Troisièmement, nous devons continuer à envisager d’élargir le champ de pratique des techniciens et techniciennes en santé animale, qui sont l’équivalent des infirmières vétérinaires. Ils font déjà beaucoup plus que lorsque j’ai obtenu mon diplôme et ils peuvent faire encore plus pour libérer le temps des vétérinaires pour les aspects des soins où la présence d’un médecin est vraiment nécessaire. Il y a aussi des arguments en faveur d’un modèle ressemblant à celui des infirmières praticiennes, en particulier dans les régions rurales et éloignées.
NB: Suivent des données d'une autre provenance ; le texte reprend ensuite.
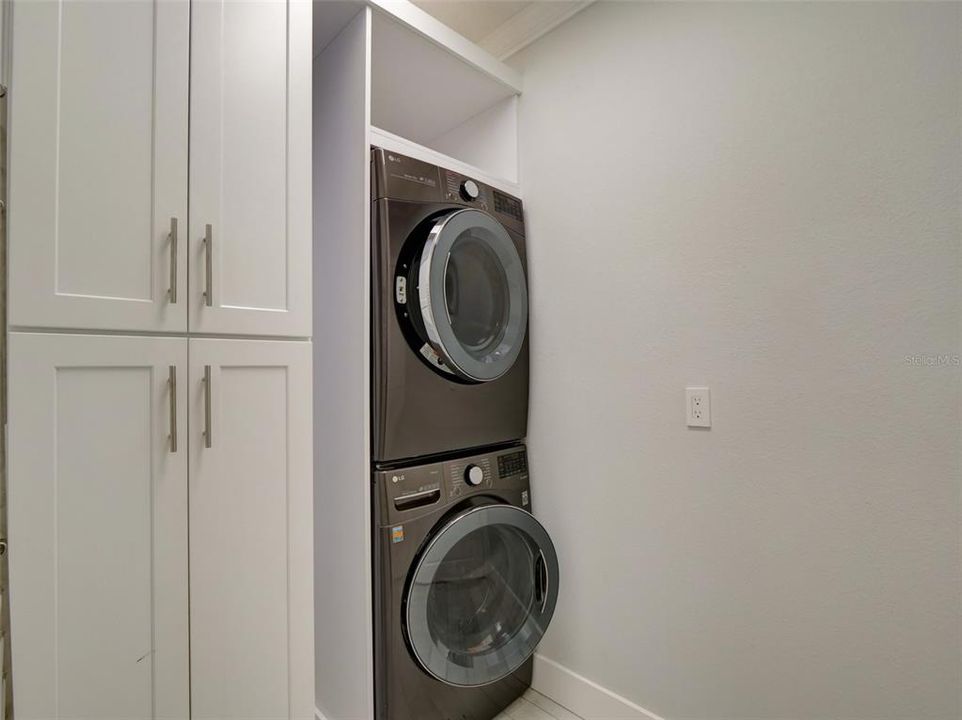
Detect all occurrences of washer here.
[371,148,528,463]
[374,445,558,720]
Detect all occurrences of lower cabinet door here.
[189,339,314,720]
[8,333,189,720]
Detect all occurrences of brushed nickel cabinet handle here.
[167,365,177,452]
[167,218,177,305]
[204,368,211,448]
[204,223,214,307]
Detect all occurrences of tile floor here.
[494,690,581,720]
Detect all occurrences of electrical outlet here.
[685,388,711,427]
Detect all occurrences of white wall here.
[514,3,962,720]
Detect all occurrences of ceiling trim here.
[478,0,594,60]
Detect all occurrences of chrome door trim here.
[418,208,528,382]
[404,504,558,687]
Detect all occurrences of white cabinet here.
[189,339,314,720]
[9,0,312,337]
[190,0,312,337]
[8,0,189,332]
[8,333,189,720]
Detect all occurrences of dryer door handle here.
[534,548,548,612]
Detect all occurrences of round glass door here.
[406,505,558,687]
[418,210,528,382]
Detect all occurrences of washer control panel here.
[445,455,494,498]
[374,445,531,527]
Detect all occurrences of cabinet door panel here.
[8,333,189,720]
[190,339,314,720]
[190,0,311,337]
[9,0,188,332]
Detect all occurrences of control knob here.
[461,180,481,200]
[464,465,484,487]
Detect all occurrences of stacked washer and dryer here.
[371,148,558,720]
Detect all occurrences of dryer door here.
[405,505,558,687]
[418,210,528,382]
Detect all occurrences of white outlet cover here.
[685,387,711,427]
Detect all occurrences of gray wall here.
[513,3,962,720]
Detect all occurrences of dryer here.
[371,148,528,463]
[374,446,558,720]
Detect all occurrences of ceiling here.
[414,0,534,43]
[413,0,591,60]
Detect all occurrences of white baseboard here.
[531,654,664,720]
[314,654,665,720]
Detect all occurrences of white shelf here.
[370,125,521,197]
[314,0,521,180]
[369,0,522,95]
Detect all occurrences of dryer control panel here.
[371,147,524,235]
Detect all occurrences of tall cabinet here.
[8,0,314,720]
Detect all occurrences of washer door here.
[418,210,528,382]
[406,505,558,687]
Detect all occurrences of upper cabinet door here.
[7,332,189,720]
[8,0,189,332]
[190,0,311,337]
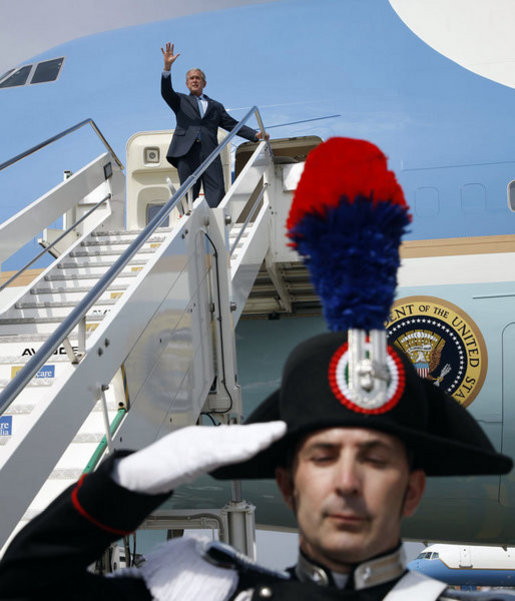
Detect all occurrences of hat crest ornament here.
[287,138,411,409]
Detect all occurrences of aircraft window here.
[0,69,14,81]
[30,56,64,83]
[0,65,32,88]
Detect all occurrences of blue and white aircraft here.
[0,0,515,544]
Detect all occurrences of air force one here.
[0,0,515,545]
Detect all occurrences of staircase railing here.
[0,106,268,415]
[0,118,124,171]
[0,194,111,292]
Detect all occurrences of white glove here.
[111,421,286,495]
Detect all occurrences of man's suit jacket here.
[161,75,257,167]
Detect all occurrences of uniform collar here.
[295,544,406,590]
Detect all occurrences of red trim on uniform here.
[328,342,406,415]
[72,474,132,536]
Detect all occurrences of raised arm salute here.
[161,42,268,207]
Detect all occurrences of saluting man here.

Et enfin, vous, le propriétaire de l’animal, pouvez faire quelque chose pour aider. Soyez gentil avec votre vétérinaire. Soyez patient. Ayez confiance en lui, car il fait de son mieux dans des conditions de plus en plus exigeantes. Comme nous l’avons mentionné plus haut, le taux d’épuisement professionnel est en hausse. Pire encore, les vétérinaires ont le taux de suicide le plus élevé de toutes les catégories professionnelles. Incroyable, n’est-ce pas ? Mais c’est vrai.
Je ne veux pas terminer sur cette note. Je veux terminer en vous disant que nous aimons aider vos animaux, vraiment. Et que malgré tout ce qui précède, cela peut être une profession merveilleuse. Nous sommes juste confrontés à certains défis en ce moment. Il n’y a aucune raison pour que nous ne puissions pas les surmonter.
Je repense souvent au moment où j’ai décidé que je voulais finalement rester dans une clinique privée pour animaux de compagnie. J’étais sur le point d’ouvrir la porte arrière de la clinique au début de mon quart de travail. Alors que je cherchais mes clés, j’ai imaginé mon premier patient. Je savais que c’était Cody, un épagneul cocker avec une terrible infection de l’oreille moyenne que j’avais vu une semaine auparavant. Il devait subir un nouveau contrôle. Son propriétaire, M. Thompson, serait assis dans la salle d’attente avec lui. Il était toujours en avance. Il était veuf et Cody était son seul compagnon. Ils s’aimaient tellement. À cet instant, j’ai eu une révélation. Je savais que je ne voulais pas me lancer dans la recherche. Je savais que je voulais continuer à voir Cody et, année après année, l’aider, lui et M. Thompson, à profiter de leur vie ensemble.
Je sais que je parle au nom des vétérinaires de tout le pays lorsque je dis que c’est tout ce que nous voulons faire — crise ou pas.